In a note dated June 25, Citi Research analysts Patrick Yau and Akshat Agrawal say Wilmar’s stock price had outperformed the Straits Times Index year to date and remains one of their key Singapore stock picks for 2020.

“Strong demand for consumer packs and the successful IPO of its Chinese unit (followed by a special dividend that Wilmar is considering post-IPO) are key catalysts,” they write, noting that crude palm oil prices were steadily recovering, with supporting price drivers such as limited supply growth on the back of expected low fresh fruit bunch yield this year.

In their note, the analysts also flagged the fact that Khoon Hong purchased a million shares at an average price of S$3.87 each on June 23, a day after the firm successfully submitted the updated prospectus on the Shenzhen Stock Exchange. He also bought 687,000 shares in March 2020 at an average price of S$2.97 each, taking advantage of low share prices, the analysts write, adding that another 4.5 million shares were purchased between February and March 2018 at an average price of S$3.12 each.

According to them, a successful IPO of 10% of the enlarged share capital of the Chinese unit — with the possibility of a secondary offering to improve liquidity — “would result in higher valuation for the group”.

PPB stands to benefit from higher valuations as well as the special dividend, if it materialises.

In FY2019, Wilmar paid shareholders a total dividend of S$0.125 a share (S$0.105 a share in FY2018), representing its highest cash dividend payout since its listing on the SGX in 2006.

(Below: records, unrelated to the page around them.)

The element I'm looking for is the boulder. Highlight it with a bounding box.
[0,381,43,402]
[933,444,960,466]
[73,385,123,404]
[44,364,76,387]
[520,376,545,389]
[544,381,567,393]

There was only one “buy” call versus four “hold” recommendations on PPB among the five analysts actively tracking the stock, according to Bloomberg data at the time of writing. Target prices ranged between RM15.80 and RM19.20, averaging at RM17.81.

The sole “buy” call for PPB was by UOB Kay Hian Research analysts Leow Huey Chuen and Jacquelyn Yow. Their RM19.20 target price implies 6.7% upside potential from last Thursday’s RM18 close, having upgraded their recommendation and target price from RM17.45 on June 23 on expectations of 33% year-on-year growth in 2021 core net profit after factoring in higher margins for its grains and agribusiness segments.

They note, however, that 2Q2020 will be the weakest quarter for PPB this year, as the film segment was badly affected by the Movement Control Order. It saw zero revenue and may return to the black only in 4Q2020, as cinemas are expected to operate at 40% to 50% capacity when they are allowed to reopen from July 1.

Nonetheless, Leow and Yow reckon that PPB’s share price may continue to outperform, driven by resilience from its consumer-related segments, noting that demand for consumer products such as bread, flour, noodles and frozen food is increasing. The weaker sales to institutional clients “were well mitigated by higher exposure to retail sales”, which make up 75% of total sales, they add.